Antes que Bane e Batman se aproximassem o bastante um do outro para começar um embate corpo a corpo, uma voz ecoou, vindo por trás do vilão, um pouco mais distante.
— Amado... – Aquela voz. Aquele chamado... Bruce conhecia bem: Talia.
— Como você pode, Talia? Como pode ser conivente com isso? Você passou dos limites quando escondeu Damian de mim e agora, quando eu acreditava que nada poderia superar isso, você prova o contrário.
— Você selou seu destino quando recusou a oferta de meu pai, Amado – A expressão de Talia parecia de mágoa honesta – Tudo poderia ser diferente para nós. Mas você é incapaz de superar esta obsessão por esta cidade imunda.
— Oferta? – Ele riu com zombaria e Talia estremeceu de raiva – Me juntar a seu pai para dividir com ele a responsabilidade sobre as mortes de milhões?
— Nós poderíamos ser uma família, Amado. – Ela olhou pra ele como se ainda restasse esperança de poupá-lo. Como se tivesse esperança de que ele se juntasse ao seu pai, por amor a ela.
— Eu nunca iria concordar com um devaneio insano de Ra's. Me casar com você para agradá-lo? Deixar meu filho ser treinado para ser um assassino? Compartilhar Diana com ele, como amante? –Os olhos de Talia mostraram a surpresa com a última frase. – Eu me recuso a manchar as mãos de sangue inocente, Talia – Bruce tentou chegar ao coração dela – Você não se importa com a morte de inocentes? A mulher que eu amava se importava.

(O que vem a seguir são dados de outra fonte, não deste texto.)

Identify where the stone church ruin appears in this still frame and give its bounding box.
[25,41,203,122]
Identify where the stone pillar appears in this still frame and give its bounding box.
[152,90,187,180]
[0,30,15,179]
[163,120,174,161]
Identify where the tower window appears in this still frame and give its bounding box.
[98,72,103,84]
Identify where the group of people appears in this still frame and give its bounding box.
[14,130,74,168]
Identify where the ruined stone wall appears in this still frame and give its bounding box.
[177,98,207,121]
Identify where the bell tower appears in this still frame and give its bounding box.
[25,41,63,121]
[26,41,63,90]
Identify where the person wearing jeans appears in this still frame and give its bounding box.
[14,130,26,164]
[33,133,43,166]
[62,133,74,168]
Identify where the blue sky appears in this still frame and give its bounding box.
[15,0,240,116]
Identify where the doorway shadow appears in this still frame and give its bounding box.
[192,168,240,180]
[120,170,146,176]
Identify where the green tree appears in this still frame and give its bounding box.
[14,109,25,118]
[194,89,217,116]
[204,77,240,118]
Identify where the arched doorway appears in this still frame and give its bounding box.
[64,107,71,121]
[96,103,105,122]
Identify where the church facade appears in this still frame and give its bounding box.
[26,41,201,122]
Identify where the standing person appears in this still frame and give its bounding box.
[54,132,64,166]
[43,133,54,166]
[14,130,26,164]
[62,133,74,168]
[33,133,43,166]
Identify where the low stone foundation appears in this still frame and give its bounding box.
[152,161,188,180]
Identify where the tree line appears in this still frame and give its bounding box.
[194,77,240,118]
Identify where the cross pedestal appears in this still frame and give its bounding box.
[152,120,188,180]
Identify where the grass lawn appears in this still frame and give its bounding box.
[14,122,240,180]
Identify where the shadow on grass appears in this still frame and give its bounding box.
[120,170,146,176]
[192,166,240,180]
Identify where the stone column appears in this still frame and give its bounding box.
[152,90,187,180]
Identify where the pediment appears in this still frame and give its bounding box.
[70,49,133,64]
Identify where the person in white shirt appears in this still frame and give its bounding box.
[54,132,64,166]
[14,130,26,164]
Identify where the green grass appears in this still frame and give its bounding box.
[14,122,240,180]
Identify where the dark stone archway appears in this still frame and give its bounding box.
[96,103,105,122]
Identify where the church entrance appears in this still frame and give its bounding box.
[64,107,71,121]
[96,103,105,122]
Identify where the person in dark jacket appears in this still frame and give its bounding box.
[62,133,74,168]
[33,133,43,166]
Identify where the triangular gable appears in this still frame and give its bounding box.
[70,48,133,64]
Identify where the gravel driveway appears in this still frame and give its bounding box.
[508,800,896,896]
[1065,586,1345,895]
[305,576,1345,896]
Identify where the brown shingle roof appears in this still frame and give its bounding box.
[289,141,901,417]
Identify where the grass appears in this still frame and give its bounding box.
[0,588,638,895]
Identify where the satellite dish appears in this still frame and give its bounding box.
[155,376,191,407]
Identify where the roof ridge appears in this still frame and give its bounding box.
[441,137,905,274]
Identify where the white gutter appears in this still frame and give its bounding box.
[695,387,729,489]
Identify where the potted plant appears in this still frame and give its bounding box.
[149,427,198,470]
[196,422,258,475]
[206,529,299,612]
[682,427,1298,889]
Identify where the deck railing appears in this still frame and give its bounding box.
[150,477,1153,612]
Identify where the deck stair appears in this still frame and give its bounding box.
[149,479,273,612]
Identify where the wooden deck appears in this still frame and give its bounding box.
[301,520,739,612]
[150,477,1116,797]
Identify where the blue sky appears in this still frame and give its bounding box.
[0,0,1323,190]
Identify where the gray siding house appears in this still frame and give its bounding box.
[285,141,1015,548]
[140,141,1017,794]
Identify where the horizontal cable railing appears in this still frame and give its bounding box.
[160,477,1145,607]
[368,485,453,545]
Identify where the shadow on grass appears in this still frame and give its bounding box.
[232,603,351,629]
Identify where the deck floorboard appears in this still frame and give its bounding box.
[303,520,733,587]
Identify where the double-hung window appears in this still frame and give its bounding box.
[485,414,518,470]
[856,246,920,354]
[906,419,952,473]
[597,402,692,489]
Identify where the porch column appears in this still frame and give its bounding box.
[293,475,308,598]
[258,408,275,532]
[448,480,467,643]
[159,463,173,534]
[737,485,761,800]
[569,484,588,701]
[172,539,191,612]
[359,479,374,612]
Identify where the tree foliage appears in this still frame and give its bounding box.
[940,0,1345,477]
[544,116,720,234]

— Amava? A mulher que você A-MA-VA? – Bruce contraiu o punho por baixo da capa. Irritado por Talia descartar a parte importante e só ouvir o que a interessava.
Ela sentira-se ofendida e magoada com a sentença de Bruce: o amor por ela ficou no passado.
— Você não merece o meu amor. Morra com sua amazona.
Ela virou-se para Bane:
— Quebre-o, mais uma vez!
Foi a ordem fria que Talia Al Guhl deu a Bane, retirando-se do local, sem olhar para trás.